The World on a STRING

Evolution of an ARTIST

VIOLINIST HILARY HAHN -- from marvel to mature musician, from Rodgers Forge to the world.

Cover Story

February 20, 2000|By Linell Smith | Linell Smith,Sun Staff

ST. LOUIS -- Hilary Hahn stands on the stage of the ornately gilded concert hall wearing clunky high-heeled loafers, black bell-bottom pants and a dark tank top. Her glorious waves of copper-colored hair pinned back, her antique violin in hand, she gazes fondly at her fellow musicians as if this rehearsal were actually a Welcome Home party.

It could be -- especially when the honored guest is Beethoven. This morning the young soloist and the members of the St. Louis Symphony Orchestra are rehearsing one of the most famous violin concertos in the repertoire: Beethoven's Concerto for Violin and Orchestra in D Major.

This young woman, barely out of her teens, has received a Grammy nomination for recording it with David Zinman and the Baltimore Symphony Orchestra. As she rehearses here in the former St. Louis movie palace, she bends gracefully across the composer's emotions like the ballet student she once was at the Peabody Conservatory in Baltimore.

During a break, concertmaster David Halen asks Hahn to play his violin: He wants to hear how it sings in her hands. He stands midway back in the empty hall listening raptly, the first of several orchestra members to request this favor. It's like watching Gelsey Kirkland dance in your pointe shoes, John Updike use your word processor: Some of the magic might rub off.

"I feel my violin is being played in a way that is in its purest form," Halen says later. "It's the purest sound with very little technical idiosyncrasy."

Accepting the notion of such mastery with such youth is challenging, but not nearly as much as it used to be.

"When she was 13, 14, you'd close your eyes and think you were listening to someone 50 years old with a lifetime of experience," says concert violinist Jaime Laredo. "And you'd open your eyes and there would be this little girl, a child who would bake cookies and bring them to class."

The child is now 20.

This past year, Hahn recorded her third CD, launched a U.S. and European recital tour, made her debut with the Berlin Philharmonic and performed at Lincoln Center. Along the way, she also soloed with a number of orchestras, appeared at chamber music festivals and even visited "Mr. Rogers' Neighborhood."

Next month, after she returns from Europe and her first tour of Scandinavia, Hahn will perform in Maryland, close to her childhood home in Rodgers Forge. And she will no doubt record the experience in her Internet journal. For the past year, the violinist has written a travelogue, illustrated with digital photos, on a Web site provided for her by Sony, her recording company. She has described visits to more than 40 cities, reflecting on topics such as concert hall acoustics, recording sessions and how to order pizza in Italy: " 'Pepperoni' refers to 'bell peppers' and 'salami' (picante) to what we Americans call 'pepperoni.' "

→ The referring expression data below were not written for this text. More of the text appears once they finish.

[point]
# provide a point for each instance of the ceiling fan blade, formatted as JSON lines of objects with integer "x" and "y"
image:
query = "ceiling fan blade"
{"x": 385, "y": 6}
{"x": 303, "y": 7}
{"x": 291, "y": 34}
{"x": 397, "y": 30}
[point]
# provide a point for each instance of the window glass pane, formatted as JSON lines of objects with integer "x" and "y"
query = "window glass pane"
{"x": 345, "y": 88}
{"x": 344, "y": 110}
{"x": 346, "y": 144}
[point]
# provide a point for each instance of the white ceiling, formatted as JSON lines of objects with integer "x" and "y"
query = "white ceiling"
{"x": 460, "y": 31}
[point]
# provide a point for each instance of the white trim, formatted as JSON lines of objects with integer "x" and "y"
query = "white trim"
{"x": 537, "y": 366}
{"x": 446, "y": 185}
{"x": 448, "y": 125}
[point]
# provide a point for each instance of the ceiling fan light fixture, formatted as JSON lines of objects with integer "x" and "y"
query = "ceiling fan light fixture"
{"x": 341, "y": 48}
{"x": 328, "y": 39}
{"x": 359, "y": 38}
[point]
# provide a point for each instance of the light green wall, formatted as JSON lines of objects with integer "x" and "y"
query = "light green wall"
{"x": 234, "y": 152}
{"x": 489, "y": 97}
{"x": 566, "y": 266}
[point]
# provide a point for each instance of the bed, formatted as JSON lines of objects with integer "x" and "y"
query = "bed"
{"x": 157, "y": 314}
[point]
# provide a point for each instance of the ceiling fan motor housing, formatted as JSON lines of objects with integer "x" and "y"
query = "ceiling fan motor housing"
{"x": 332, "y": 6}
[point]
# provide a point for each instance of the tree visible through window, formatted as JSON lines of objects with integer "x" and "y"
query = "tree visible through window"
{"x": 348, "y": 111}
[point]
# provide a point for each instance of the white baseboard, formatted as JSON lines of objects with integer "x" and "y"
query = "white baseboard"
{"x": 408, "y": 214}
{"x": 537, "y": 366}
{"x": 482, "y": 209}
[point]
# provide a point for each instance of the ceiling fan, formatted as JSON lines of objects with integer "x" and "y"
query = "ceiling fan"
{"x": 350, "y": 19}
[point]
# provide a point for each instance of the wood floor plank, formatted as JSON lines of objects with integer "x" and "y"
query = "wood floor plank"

"Touring is a more varied and interesting existence than I would have imagined," she says, in a break between practicing and rehearsing. "If you'd have asked me 10 years ago, I would have thought this life would be far more isolated. ... But I'm not separated from family, and I see people who I would normally keep up with only through letters. I get to work with a lot of great musicians -- many I wouldn't have expected to work with -- and see how they form their lives around their music and how they approach it."

This young woman with the marble-smooth skin, blue-green eyes and turned-up nose is not easily categorized. Her politeness and enthusiasm remind you of a college kid interviewing for a summer job. But she is also very firm about how much time she can spare to talk about herself; her career has progressed rapidly, and seamlessly, by maintaining a disciplined approach to her schedule.

Teachers also mention Hahn's extraordinary ability to concentrate and her drive for perfection, a trait that also impressed Sony recording producer Tom Frost.

Frost, who has produced all three of Hahn's CDs, first worked with her when she was 16. They were using the acoustically sublime Troy Savings Bank Music Hall in Albany, N.Y., to record the teen-ager's debut album, a solo performance of the music of Bach. The project was a tall order for the most seasoned of musicians, Frost recalls, and in this instance, the weather was no friend. Summer sessions in the hall, which was not air-conditioned, were hellishly hot. The March recordings, done without heat because of the noise of the system, were frigid.

Recording at night to lessen the interference of traffic sounds, Hahn seemed oblivious to temperature extremes as well as to the clock. She reluctantly ended one session at 5 in the morning, Frost remembers, only so she could pack and catch the plane for her next concert engagement.

"She kept on playing for hours and hours, almost without stopping. She never complained, she just kept on going," he says. "She was the least tired of any of us -- because of the energy the music gives her."